Le sionisme met à jour, écrit Lambelin, la «perversité d'Israël» et son «impérialisme». Il démontre, renchérit Léon de Poncins, la cohésion de ce peuple, de cette nation (les deux termes sont employés indistinctement), démasquant enfin ces Juifs qui s'avancent dissimulés au milieu des peuples qui les accueillent.
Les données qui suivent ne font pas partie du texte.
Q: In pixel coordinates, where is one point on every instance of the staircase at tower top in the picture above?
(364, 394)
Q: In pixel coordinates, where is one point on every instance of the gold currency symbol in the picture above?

Il éclaire la «vraie nature» du judaïsme, écrit Hitler dans Mein Kampf (1925), celle d'une «entité biologique» et non d'une seule confession religieuse.

Cette vision du sionisme comme cœur du «complot mondial Juif» persiste après la Seconde Guerre mondiale, l'État d'Israël étant devenu aux yeux de l'extrême droite l'une des clés ultimes de l'histoire humaine, l'explication finale de ce sentiment de décadence et d'imminence de la catastrophe qui est au coeur de la passion antisémite.

Source : Georges Bensoussan, « Négationnisme et antisionnisme: récurrences et convergences des discours du rejet », Revue d'histoire de la Shoah, n° 166, mai-août 1999, © Centre de documentation juive contemporaine 1999, article reproduit sur le site anti-rev.org (Ressources documentaires sur le génocide nazi et sa négation).